Mark Maben, CBI Development Director
Our experience for this storm was a clear reminder that student electronic media is relevant. What student media outlets do matters to their communities.
As the storm approached, the students who run WSOU prepared for the worst. A team of 13 students was selected to stay at station throughout the storm, for up to 72 hours if necessary. They stocked the station with provisions, created shift rotations, and geared up to provide news, traffic, weather, and loud rock. The students checked in with contacts at municipal and county Offices of Emergency Management. As the storm began on Monday evening, they put their plan into place, reporting on road and transit closings, providing weather forecasts and news updates, all while still playing the heavy metal music WSOU is known for and snowplow drivers apparently love at 2 a.m.

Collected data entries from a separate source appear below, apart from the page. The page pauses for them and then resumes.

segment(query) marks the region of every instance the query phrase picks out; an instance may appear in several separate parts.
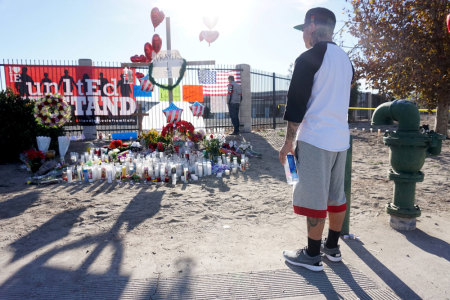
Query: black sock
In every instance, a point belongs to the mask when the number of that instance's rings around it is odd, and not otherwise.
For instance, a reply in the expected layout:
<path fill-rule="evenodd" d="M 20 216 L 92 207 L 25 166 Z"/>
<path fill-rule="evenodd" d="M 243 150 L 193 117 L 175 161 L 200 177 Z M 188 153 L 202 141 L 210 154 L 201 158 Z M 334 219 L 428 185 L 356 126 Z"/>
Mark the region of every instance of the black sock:
<path fill-rule="evenodd" d="M 330 249 L 336 248 L 340 235 L 341 235 L 340 231 L 334 231 L 334 230 L 328 229 L 328 238 L 327 238 L 327 243 L 325 244 L 325 246 L 327 246 L 327 248 L 330 248 Z"/>
<path fill-rule="evenodd" d="M 306 252 L 309 256 L 317 256 L 320 254 L 320 243 L 321 240 L 313 240 L 311 238 L 308 238 L 308 249 Z"/>

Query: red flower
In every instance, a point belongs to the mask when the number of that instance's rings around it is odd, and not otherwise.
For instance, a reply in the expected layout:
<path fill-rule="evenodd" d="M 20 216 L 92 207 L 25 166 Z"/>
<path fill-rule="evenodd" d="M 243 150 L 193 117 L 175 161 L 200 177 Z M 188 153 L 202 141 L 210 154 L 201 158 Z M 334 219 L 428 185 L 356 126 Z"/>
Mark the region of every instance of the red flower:
<path fill-rule="evenodd" d="M 122 146 L 123 146 L 122 140 L 113 140 L 109 144 L 108 148 L 109 149 L 116 149 L 116 148 L 122 148 Z"/>
<path fill-rule="evenodd" d="M 209 137 L 213 139 L 213 138 L 214 138 L 214 135 L 211 133 L 211 135 L 210 135 Z"/>
<path fill-rule="evenodd" d="M 164 150 L 164 146 L 163 146 L 163 144 L 161 142 L 158 142 L 157 147 L 158 147 L 158 151 L 163 151 Z"/>
<path fill-rule="evenodd" d="M 26 151 L 25 154 L 29 160 L 45 158 L 44 152 L 39 151 L 39 150 L 30 149 L 30 150 Z"/>

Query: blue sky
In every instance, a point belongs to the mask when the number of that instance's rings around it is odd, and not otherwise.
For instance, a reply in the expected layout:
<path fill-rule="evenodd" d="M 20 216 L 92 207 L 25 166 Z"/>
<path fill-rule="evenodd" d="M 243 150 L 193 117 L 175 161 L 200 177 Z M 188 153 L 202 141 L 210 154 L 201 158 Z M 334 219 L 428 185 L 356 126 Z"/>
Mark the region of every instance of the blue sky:
<path fill-rule="evenodd" d="M 306 11 L 331 9 L 336 28 L 346 20 L 345 0 L 0 0 L 0 59 L 129 62 L 144 54 L 154 33 L 166 49 L 166 24 L 154 31 L 150 11 L 158 7 L 170 17 L 172 49 L 187 61 L 249 64 L 252 68 L 287 74 L 305 51 L 300 31 Z M 219 38 L 210 46 L 199 40 L 207 30 L 203 16 L 218 17 Z M 344 44 L 355 39 L 344 36 Z"/>

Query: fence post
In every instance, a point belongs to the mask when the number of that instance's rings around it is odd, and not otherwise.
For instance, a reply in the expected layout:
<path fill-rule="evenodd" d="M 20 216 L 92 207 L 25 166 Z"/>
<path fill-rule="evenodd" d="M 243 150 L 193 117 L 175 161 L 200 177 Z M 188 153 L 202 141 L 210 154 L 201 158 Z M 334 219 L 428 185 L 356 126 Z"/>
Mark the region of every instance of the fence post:
<path fill-rule="evenodd" d="M 241 69 L 242 102 L 239 109 L 239 122 L 244 128 L 242 132 L 252 131 L 252 87 L 250 80 L 250 65 L 239 64 Z"/>
<path fill-rule="evenodd" d="M 78 65 L 92 67 L 92 59 L 80 58 L 78 59 Z M 88 97 L 86 96 L 86 104 L 87 99 Z M 93 125 L 83 125 L 83 135 L 88 141 L 97 139 L 97 126 L 95 125 L 95 123 Z"/>
<path fill-rule="evenodd" d="M 275 72 L 272 74 L 272 117 L 273 117 L 273 129 L 277 128 L 277 118 L 276 118 L 276 99 L 275 99 Z"/>
<path fill-rule="evenodd" d="M 345 198 L 347 199 L 347 211 L 345 212 L 344 223 L 342 224 L 341 234 L 350 233 L 350 205 L 352 195 L 352 151 L 353 151 L 353 138 L 350 135 L 350 148 L 347 150 L 347 160 L 345 162 L 345 180 L 344 191 Z"/>

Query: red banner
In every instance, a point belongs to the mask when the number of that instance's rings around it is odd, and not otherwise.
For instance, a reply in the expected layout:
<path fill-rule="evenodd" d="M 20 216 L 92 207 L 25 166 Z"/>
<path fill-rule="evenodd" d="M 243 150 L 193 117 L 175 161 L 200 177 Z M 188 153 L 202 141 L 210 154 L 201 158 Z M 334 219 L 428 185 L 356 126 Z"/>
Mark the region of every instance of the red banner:
<path fill-rule="evenodd" d="M 5 77 L 6 86 L 22 97 L 63 95 L 76 119 L 105 119 L 136 112 L 134 69 L 126 72 L 118 67 L 5 65 Z"/>

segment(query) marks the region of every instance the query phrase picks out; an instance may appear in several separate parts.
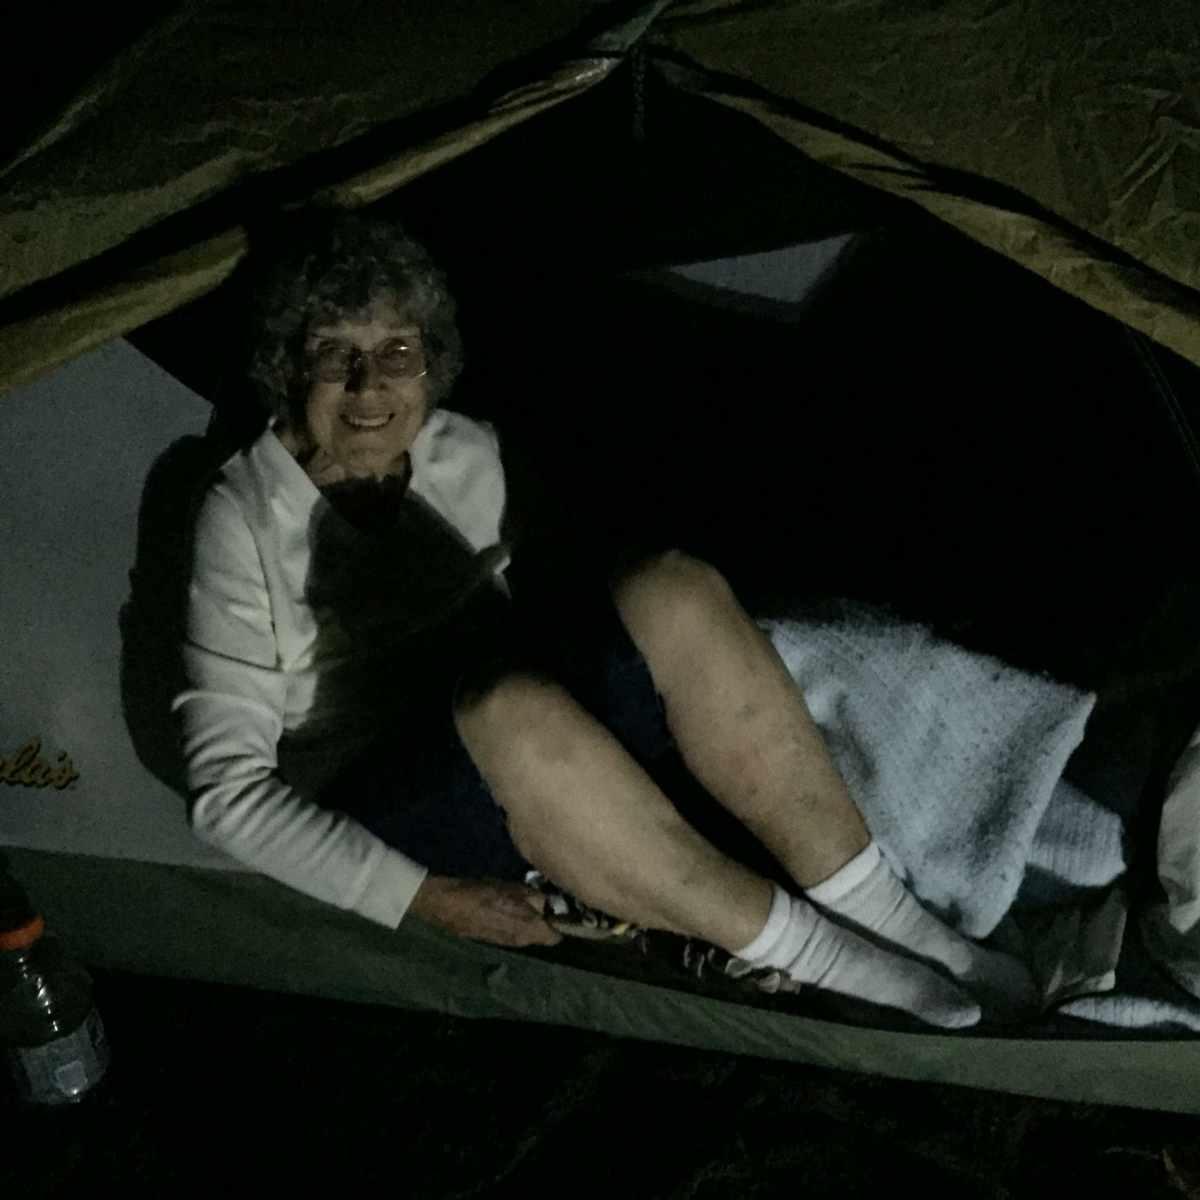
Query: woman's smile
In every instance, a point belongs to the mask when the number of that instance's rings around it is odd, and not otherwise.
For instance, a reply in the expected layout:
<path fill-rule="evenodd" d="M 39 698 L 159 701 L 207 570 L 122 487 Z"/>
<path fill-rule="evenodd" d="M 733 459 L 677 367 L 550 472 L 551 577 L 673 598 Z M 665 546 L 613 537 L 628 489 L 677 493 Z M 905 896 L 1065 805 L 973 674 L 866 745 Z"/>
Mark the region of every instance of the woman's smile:
<path fill-rule="evenodd" d="M 345 421 L 346 424 L 351 427 L 351 429 L 370 432 L 371 430 L 382 429 L 391 421 L 394 416 L 395 413 L 384 413 L 378 417 L 368 417 L 354 413 L 342 413 L 342 420 Z"/>
<path fill-rule="evenodd" d="M 318 487 L 383 479 L 403 469 L 426 413 L 426 381 L 403 372 L 421 330 L 387 302 L 308 331 L 310 385 L 303 426 L 285 444 Z M 397 367 L 399 364 L 399 368 Z M 334 369 L 330 369 L 330 367 Z"/>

In the end, our market was spared the worst of the storm, but other places – Long Island and eastern Massachusetts for example – did get hammered.
Now, this post isn’t about self-congratulations. Yes, I am proud of my students and how seriously they take serving the public interest. But I write this because regardless of type and reach, student electronic media outlets are just as important to community building and informational awareness as a commercial TV or radio station, the school’s website, or the student newspaper. Helping our communities during emergencies is a role CBI members should embrace. Fortunately, it isn’t that hard to do!
Make sure your media outlet is part of the emergency communication chain for both your campus and your community. Know in advance how you want to cover emergencies. Even if you don’t have a news department or a wire service, there are still plenty of ways your staff can share information with your audience. Sometimes, just being a comforting companion is exactly what your campus or community needs.
When your media outlet is a vital resource to both first responders and the general public, you become an essential service worthy of your institution’s support. So make yourself indispensable! You might be surprised by how much approval and admiration from your school follows.